Dra. Cecília Zavariz: Praticamente para todas as tecnologias há substitutivos. Para as lâmpadas fluorescentes, ainda não temos disponíveis no mercado substitutivas com consumo de energia baixo. Por isso, formamos um grupo, o GT-Lâmpadas, e elaboramos um documento abrangente sobre o assunto, que está servindo de base para discussão e preparação de resolução no CONAMA, Ministério do Meio Ambiente. Para os termômetros existem os digitais sem mercúrio e que já estão sendo usados na maioria dos países desenvolvidos, assim como, em quase todos os hospitais de São Paulo onde realizamos um trabalho de conscientização, sensibilização e estabelecemos acordo de substituição dos aparelhos com mercúrio. Os esfigmomanômetros de coluna de mercúrio podem ser substituídos por aparelhos mecânicos aneróides. Para as pilhas alcalinas também existe tecnologia sem mercúrio. Em medicamentos, vacinas e cosméticos deveriam ser terminantemente proibidos.
Unificados: A legislação atual brasileira garante punição a empresas que contaminam o ambiente e expõem os trabalhadores? O que é preciso ser feito?

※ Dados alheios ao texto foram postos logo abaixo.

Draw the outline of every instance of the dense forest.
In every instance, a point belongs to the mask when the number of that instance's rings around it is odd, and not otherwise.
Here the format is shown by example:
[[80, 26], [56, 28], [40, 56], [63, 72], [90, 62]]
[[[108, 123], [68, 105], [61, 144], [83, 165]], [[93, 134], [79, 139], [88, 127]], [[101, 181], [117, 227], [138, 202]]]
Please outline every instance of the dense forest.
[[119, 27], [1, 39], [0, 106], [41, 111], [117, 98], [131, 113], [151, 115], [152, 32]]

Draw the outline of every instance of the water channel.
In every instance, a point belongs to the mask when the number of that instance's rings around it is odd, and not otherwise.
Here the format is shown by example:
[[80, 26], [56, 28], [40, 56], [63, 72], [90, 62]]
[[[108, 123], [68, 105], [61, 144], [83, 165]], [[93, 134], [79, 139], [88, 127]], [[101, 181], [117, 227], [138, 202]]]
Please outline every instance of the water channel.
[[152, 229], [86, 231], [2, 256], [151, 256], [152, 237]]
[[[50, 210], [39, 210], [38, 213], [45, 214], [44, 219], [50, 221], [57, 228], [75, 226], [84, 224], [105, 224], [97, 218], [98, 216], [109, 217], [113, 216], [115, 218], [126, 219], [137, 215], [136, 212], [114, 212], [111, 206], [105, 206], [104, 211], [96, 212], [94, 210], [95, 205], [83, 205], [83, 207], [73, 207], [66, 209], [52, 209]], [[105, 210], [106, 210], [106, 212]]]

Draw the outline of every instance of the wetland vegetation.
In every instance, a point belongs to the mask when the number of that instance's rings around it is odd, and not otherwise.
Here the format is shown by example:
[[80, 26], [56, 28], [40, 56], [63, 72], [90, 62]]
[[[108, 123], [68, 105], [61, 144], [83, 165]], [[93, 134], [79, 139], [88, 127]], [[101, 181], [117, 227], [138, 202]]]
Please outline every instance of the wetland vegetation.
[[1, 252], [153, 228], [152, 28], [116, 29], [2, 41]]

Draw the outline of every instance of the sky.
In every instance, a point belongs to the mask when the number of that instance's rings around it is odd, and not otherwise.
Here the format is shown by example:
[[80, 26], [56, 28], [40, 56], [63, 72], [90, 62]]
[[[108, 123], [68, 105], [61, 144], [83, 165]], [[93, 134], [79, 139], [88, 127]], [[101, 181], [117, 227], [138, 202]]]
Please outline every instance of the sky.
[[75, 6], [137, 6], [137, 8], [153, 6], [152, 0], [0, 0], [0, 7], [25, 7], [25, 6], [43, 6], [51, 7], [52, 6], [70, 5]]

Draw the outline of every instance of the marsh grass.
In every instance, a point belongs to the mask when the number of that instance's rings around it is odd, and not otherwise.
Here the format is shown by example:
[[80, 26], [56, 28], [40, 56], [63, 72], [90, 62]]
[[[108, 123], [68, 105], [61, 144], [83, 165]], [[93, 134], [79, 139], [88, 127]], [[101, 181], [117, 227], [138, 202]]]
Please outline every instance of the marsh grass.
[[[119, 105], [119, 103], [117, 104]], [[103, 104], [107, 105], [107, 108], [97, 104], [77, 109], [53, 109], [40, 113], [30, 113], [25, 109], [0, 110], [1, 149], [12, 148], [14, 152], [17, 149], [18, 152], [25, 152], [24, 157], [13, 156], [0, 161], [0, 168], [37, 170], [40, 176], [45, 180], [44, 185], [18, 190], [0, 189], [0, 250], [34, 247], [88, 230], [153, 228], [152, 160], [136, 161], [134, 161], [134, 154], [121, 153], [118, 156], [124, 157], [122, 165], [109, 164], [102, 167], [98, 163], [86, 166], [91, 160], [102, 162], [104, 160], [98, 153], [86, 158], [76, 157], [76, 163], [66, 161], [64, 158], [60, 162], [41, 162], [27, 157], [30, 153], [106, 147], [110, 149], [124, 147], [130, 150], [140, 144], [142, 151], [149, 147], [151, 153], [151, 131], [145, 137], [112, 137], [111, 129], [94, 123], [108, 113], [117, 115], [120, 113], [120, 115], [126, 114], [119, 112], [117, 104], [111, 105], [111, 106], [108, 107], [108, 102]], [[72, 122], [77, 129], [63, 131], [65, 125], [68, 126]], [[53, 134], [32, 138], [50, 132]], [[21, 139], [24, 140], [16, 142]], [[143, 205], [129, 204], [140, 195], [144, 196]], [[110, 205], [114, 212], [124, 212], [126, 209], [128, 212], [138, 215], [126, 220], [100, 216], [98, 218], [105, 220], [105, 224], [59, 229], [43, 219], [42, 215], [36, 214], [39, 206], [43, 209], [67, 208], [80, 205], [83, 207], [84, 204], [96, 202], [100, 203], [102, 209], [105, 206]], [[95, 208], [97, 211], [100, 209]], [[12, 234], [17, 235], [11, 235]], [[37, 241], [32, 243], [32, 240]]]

Dra. Cecília Zavariz: O mercúrio é o elemento químico cujos malefícios à saúde é conhecido desde a antiguidade e mesmo assim a legislação praticamente é nula. É preciso que sejam estabelecidas legislações que proíbam, por exemplo, a fabricação de cloro-álcalis com tecnologia de mercúrio e diafragma de amianto; a fabricação, importação, comercialização e uso de aparelhos de medição com mercúrio e de vacinas e medicamentos contendo mercúrio, e assim por diante. O tratamento e destino dos diferentes tipos de resíduos com mercúrio e respectivas punições deveriam ser objeto de lei específica em função das particularidades deste elemento químico.